If we assume with Mr. M'Culloch, (see a very masterly article on Taxation in the Supplement to the Encyc. Britan. p. 617) that the whole of what the land can ever yield, is conferred, in the case supposed, on the owner of the land, by the previous legislation, there is an end of the question; for it is impossible for any one to express a more decided opinion, than I entertain, against partial taxation; against imposing burthens upon the property of any one class more than upon the property of another class. The real question is, whether any thing beyond a certain amount of annual benefit, namely, what is at present derived, with such increase as can he rationally anticipated within the number of years' purchase for which the land would sell, can, in a really equitable, excluding a merely technical, mode of considering the subject, be regarded as the property of the land-owner. The considerations, which I have adduced, seem to me to establish, that no point of utility would be violated by such a restriction of the meaning of the term as I have proposed.

I utterly disallow the parallelism of the case of capital, which Mr. M'Culloch has adduced; as if because increased profits of stock ought not to be exclusively taxed, therefore the rent, which accrues in the manner above supposed, could not be justly appropriated to the service of the state. Nobody is more aware of the fundamental differences between profits of stock and rent of land than Mr. M'Culloch: it is, therefore, the more surprising that he should have founded his argument on an agreement between them, which does not exist.
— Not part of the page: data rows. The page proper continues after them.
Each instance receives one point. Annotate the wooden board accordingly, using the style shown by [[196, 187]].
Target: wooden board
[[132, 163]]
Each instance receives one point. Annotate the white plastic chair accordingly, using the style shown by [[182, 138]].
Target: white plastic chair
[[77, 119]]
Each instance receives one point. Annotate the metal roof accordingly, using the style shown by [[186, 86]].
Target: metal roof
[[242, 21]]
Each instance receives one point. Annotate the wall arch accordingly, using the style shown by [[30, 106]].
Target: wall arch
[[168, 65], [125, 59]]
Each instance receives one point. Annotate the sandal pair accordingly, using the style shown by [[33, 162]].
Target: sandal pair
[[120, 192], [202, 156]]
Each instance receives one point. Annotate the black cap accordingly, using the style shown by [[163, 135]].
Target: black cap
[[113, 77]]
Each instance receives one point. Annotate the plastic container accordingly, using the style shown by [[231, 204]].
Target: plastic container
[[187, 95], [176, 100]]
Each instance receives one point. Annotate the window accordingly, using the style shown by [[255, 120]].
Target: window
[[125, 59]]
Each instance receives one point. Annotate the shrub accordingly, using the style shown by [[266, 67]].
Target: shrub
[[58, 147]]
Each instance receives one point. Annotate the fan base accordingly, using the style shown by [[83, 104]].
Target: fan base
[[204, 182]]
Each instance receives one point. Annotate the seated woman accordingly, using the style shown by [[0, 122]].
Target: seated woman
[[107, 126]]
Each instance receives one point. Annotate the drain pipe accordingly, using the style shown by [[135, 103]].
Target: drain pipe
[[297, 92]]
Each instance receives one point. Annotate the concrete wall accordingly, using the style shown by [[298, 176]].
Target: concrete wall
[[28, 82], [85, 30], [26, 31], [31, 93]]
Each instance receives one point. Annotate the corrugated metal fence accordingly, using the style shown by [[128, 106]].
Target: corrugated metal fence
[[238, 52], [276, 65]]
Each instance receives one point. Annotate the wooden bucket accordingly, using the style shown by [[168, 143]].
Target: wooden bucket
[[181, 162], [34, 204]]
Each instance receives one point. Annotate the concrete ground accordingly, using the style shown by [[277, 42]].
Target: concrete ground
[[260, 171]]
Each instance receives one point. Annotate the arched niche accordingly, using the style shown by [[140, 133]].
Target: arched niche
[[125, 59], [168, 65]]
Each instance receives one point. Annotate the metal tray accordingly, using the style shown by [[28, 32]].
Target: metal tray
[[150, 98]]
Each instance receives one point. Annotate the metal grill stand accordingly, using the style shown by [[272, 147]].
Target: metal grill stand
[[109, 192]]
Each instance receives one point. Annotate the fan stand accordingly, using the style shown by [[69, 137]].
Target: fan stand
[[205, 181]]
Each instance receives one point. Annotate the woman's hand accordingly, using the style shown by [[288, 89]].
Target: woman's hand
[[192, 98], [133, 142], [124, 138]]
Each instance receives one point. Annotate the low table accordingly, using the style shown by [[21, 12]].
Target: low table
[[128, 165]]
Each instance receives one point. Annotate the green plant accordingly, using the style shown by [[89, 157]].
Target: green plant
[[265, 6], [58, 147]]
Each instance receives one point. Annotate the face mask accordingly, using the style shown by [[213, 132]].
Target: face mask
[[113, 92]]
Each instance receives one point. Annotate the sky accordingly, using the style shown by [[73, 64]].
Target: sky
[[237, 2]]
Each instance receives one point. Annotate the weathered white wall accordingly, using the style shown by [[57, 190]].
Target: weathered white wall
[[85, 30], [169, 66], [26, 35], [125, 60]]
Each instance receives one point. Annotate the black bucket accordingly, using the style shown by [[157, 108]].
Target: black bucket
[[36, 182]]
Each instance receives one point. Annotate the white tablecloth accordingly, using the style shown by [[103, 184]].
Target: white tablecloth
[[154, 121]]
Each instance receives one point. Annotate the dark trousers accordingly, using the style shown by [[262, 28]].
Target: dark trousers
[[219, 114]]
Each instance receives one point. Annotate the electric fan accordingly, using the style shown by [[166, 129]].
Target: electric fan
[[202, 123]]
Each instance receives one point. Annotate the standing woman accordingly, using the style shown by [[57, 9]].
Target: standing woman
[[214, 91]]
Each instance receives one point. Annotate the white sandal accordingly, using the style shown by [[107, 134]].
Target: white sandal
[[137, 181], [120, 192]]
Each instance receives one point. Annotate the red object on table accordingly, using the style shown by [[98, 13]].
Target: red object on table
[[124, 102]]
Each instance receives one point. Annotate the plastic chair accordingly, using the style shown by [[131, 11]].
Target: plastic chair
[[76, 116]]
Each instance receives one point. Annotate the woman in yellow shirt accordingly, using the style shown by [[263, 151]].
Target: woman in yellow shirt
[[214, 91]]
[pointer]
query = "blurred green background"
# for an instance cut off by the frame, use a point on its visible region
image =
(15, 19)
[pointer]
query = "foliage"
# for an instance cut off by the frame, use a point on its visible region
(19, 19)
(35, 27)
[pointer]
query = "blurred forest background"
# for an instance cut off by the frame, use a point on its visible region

Only a few lines before, in the same passage, he recognizes such a distinction between rent and profits, as in my opinion is fatal to his argument. "The circumstance," he says, "of rent unavoidably rising in the progress of society, inclines us to think that it would be good policy for the governments of countries, such as the United States, which are possessed of large tracts of fertile and unappropriated land, to retain the property of this land in their own hands:" that is, in other words, to reserve the rent for the service of the state. The case of profits is not only different, but the reverse. Instead of rising, in the progress of society, they decrease. Land exists by the gift of nature; capital is the product of human industry. Land is originally not the property of any man; capital always is. The profits of stock must be secured to the owner to afford a motive for its preservation and augmentation. For the preservation of the land, or the augmentation of its produce, it is not of the least importance to whom the rent is consigned. Profits are, in reality, the fund, out of which rent is always taken; and every increase of rent, in the progress of society, is a deduction from profits, in other words, may be regarded as a tax upon profits, not for the benefit of the state, but that of the landlords.